A small web application developed as a requisite for a computer science course. Protein tokenizer fetches protein amino acid sequences from the UniProtKB database and trains a byte pair encoding tokenizer on the results. It is a minimum viable product written soley to practice implementing a microservice architecture.
requirements
- make
- python
- virtualenv
- pip
- node
setup
make install
tests
For unit tests:
make test/unit
For integration tests:
make test/integration
Note that the frontend, datacollector, and dataanalyzer need to be running to perform the integration test.

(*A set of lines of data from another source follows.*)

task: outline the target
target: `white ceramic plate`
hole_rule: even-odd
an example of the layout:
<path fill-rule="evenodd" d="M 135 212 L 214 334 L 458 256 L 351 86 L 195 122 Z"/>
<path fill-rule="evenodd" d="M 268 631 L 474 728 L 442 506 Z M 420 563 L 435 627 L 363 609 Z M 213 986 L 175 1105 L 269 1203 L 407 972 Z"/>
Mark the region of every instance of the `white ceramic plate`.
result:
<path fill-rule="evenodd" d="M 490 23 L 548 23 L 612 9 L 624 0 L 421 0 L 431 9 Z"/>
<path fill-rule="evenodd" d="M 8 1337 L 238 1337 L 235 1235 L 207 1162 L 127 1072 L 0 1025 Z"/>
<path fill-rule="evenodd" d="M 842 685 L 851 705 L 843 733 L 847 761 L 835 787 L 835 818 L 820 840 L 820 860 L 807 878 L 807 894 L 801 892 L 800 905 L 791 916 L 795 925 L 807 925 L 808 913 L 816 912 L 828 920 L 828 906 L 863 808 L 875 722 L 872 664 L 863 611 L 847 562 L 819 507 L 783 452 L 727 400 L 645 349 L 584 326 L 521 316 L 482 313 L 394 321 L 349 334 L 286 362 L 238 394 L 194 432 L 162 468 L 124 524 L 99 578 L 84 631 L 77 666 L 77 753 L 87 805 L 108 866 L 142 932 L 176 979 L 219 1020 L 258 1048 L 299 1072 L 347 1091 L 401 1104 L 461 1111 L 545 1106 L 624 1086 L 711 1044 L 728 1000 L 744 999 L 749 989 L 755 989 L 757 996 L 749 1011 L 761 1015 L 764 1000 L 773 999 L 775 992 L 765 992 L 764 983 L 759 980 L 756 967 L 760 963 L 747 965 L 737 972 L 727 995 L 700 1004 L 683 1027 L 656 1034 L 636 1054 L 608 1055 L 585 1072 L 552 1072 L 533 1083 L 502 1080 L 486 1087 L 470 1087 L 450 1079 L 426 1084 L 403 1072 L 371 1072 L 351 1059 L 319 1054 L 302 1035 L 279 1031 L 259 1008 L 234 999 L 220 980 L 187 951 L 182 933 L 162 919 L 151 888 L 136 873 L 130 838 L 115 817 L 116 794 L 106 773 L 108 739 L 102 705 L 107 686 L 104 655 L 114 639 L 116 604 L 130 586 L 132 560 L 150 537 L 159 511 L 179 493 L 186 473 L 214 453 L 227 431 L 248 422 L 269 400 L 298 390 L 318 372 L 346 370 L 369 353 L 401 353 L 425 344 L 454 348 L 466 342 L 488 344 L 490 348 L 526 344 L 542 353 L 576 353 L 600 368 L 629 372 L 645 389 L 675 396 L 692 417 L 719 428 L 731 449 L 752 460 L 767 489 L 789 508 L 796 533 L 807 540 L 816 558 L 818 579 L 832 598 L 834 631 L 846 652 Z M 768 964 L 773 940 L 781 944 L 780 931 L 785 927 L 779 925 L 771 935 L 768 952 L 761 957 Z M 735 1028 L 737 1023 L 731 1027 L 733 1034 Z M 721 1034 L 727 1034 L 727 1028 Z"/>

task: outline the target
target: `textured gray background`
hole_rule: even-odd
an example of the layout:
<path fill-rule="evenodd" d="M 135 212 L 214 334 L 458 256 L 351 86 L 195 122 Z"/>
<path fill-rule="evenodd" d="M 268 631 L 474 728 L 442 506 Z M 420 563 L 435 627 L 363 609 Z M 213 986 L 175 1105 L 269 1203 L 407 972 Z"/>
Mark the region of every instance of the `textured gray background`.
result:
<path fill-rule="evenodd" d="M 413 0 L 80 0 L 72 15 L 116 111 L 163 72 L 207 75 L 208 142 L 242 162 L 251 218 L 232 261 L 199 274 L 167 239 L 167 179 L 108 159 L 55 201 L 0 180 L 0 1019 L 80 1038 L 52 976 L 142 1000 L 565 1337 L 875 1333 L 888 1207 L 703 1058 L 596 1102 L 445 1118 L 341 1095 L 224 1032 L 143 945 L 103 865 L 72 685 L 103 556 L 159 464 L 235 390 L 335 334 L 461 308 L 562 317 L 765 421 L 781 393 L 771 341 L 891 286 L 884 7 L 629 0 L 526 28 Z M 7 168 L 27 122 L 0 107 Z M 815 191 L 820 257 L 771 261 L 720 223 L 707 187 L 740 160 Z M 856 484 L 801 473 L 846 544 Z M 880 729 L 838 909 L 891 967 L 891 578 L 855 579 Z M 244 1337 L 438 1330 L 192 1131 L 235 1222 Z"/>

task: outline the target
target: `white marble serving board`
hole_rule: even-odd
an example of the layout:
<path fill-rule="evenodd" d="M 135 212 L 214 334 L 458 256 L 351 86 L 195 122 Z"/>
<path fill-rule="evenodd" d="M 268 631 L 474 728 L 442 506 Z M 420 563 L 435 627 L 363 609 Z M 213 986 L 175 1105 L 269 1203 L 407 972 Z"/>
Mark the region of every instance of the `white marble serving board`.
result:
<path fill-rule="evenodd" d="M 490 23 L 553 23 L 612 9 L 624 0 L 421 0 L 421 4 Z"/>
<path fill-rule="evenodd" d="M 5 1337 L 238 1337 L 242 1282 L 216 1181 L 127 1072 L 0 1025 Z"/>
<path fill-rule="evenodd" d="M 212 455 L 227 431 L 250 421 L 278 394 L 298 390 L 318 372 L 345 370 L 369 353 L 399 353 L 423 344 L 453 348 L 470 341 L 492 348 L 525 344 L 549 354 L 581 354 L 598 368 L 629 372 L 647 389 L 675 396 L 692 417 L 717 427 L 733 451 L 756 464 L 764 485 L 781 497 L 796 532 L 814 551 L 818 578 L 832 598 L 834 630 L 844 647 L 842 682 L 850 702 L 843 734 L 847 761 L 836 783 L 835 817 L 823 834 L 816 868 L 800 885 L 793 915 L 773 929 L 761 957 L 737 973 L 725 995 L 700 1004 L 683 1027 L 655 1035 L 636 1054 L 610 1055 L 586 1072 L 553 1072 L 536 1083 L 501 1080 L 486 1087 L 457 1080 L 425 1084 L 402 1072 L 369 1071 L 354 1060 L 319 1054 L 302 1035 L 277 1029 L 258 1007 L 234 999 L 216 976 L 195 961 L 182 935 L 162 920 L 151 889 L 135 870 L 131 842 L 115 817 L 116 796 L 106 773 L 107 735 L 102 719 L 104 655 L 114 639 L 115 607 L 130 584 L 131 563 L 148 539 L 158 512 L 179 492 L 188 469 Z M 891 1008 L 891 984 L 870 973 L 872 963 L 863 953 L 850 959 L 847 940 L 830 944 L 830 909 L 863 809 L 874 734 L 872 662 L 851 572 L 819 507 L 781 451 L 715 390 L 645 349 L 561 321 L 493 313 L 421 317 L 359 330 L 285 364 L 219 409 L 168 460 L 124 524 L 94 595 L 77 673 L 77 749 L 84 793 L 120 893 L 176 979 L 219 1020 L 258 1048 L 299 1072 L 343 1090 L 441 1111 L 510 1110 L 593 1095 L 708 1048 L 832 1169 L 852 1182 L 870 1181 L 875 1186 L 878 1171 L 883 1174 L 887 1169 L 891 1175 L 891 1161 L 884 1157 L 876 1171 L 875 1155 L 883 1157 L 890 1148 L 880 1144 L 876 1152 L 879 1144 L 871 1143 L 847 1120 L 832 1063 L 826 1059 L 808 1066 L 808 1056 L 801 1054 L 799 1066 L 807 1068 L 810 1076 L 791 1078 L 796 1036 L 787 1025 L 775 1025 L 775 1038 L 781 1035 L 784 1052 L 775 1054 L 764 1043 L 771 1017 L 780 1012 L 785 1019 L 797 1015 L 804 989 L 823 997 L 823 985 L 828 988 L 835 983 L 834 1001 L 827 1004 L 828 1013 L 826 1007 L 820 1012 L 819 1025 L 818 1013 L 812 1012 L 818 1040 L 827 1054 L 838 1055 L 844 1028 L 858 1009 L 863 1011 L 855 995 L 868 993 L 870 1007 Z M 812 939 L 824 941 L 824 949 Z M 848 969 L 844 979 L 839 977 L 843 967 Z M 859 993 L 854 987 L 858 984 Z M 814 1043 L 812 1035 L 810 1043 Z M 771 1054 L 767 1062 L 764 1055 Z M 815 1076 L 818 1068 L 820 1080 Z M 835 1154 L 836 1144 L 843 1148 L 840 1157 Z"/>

- first start rabbitmq, postgres, and prometheus
docker compose up
- run the services
make run backend
make run datacollector
make run dataanalyzer
make run frontend
- navigate to the frontend web address
- prometheus should be exposed at http://localhost:9090
This application is composed of four major components: a ReactJS frontend, a FastAPI backend, a data collector, and a data analyzer. The latter three services communicate with one another via AMQP (RabbitMQ). The frontend sends messages to the backend via a simple REST API and the backend responds aysnchronously through server-sent events. Persistent data in the form of search queries and search results are stored in a Postgres database. Endpoints are exposed for service monitoring, which is handled by Prometheus. Continuous integration and continous deployment are handled through Github Actions.